Tricot : je fais du neuf avec mes fonds de tiroirs

Tricot (Photo MH / SOSD)

Comme toutes les personnes qui tricotent, cousent ou bricolent, j’ai toujours pas mal de pelotes d’avance. Un bon petit stock qui ne descend jamais vraiment, parce que je rachète toujours du matériel avant d’avoir tout terminé. Des pelotes achetées par paquets de 10, dont il reste systématiquement l’une ou l’autre orpheline, de la laine dont la couleur n’est pas aussi sympa sur catalogue ou sur écran qu’en vrai, du coton pas bio acheté pour la couleur, mais qu’on rechigne à utiliser pour tricoter une jolie layette pour le bébé d’un copain…

Attention d’ailleurs quand vous pratiquez le ZD strict, les pelotes achetées par lots sur internet sont généralement vendues sous emballage plastique.

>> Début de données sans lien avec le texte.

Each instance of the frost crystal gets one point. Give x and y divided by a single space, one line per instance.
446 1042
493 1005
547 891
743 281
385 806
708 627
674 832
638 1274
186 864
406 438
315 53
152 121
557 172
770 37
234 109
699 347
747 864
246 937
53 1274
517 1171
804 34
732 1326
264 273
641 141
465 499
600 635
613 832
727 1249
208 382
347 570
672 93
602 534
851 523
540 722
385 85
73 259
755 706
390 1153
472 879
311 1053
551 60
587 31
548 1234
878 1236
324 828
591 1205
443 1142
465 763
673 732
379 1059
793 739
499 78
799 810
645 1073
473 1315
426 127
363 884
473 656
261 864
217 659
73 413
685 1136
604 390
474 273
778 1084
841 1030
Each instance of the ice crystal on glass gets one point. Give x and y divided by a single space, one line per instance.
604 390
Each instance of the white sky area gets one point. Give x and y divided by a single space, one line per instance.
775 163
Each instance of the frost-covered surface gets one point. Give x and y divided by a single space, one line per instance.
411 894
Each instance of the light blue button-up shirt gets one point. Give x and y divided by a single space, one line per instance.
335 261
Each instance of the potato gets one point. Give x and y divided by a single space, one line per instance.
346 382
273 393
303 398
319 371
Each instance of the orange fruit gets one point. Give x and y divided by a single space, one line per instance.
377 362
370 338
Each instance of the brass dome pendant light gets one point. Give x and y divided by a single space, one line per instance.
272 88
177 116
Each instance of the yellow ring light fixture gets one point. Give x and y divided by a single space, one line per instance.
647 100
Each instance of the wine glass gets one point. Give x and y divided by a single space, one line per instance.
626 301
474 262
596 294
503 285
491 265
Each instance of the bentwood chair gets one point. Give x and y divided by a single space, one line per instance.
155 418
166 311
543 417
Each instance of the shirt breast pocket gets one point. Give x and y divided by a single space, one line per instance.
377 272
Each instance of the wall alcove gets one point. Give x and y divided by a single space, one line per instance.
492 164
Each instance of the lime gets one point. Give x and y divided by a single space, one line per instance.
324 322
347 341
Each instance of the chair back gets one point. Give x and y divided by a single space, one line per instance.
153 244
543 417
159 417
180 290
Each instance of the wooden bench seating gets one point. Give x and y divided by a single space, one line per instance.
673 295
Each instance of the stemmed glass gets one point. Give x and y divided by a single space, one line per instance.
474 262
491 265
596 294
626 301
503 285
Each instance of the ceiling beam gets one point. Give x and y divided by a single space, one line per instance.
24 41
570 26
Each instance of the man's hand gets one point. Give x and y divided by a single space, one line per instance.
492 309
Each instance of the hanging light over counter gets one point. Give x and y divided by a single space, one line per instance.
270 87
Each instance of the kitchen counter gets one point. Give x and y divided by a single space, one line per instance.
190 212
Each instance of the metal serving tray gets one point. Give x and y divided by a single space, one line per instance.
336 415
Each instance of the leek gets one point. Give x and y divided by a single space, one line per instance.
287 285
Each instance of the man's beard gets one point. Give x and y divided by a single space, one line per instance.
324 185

Préférez les achats en boutique à la pièce, ou appelez avant la commande pour précisez que vous ne souhaitez pas de plastique.

35 pelotes pour tenir l’hiver… ou pas ?

En début de saison, au mois de septembre, il me restait 40 pelotes environ, 35 mi-novembre. A ce rythme, j’ai bon espoir de tenir l’hiver… Dans le cas contraire, je me réserve la possibilité d’échanger fringues ou bouquins contre des pelotes chez les (rares) copines qui s’adonnent à cette activité. Ou je me prendrai par la main pour détricoter les pulls trop petits des enfants (fastidieux, mais bon…).

Parce qu’il nous manque quand même des trucs… Je n’avais plus qu’un seul bonnet un peu trop lâche qui n’allait pas avec mes deux écharpes actuelles, dont une verte et turquoise tricotée au point de riz, terminée il y a 3 semaines. Je tricote généralement 3 ou 4 bonnets par hiver pour Alice, Simon et moi, les enfants en perdant régulièrement (ou les oubliant chez leur père). Marc reste fidèle quant à lui à son couvre-chef en polaire (no comment).

Alice voulait un châle, c’est chose faite, Simon un pull, c’est en cours. Le tout me fait autant plaisir (voir plus !) que d’être allée les acheter en magasin, tout en ayant la satisfaction de voir mes fonds de tiroirs s’amenuiser et mon porte-monnaie rester fermé. Je ne dis pas que je suis 100% satisfaite des couleurs, mais bon, je fais avec ce que j’ai. Je prévois de terminer les layettes commencées jamais terminées, de tricoter des tours de cou pour mes neveux et amis, de faire place nette pour l’année prochaine.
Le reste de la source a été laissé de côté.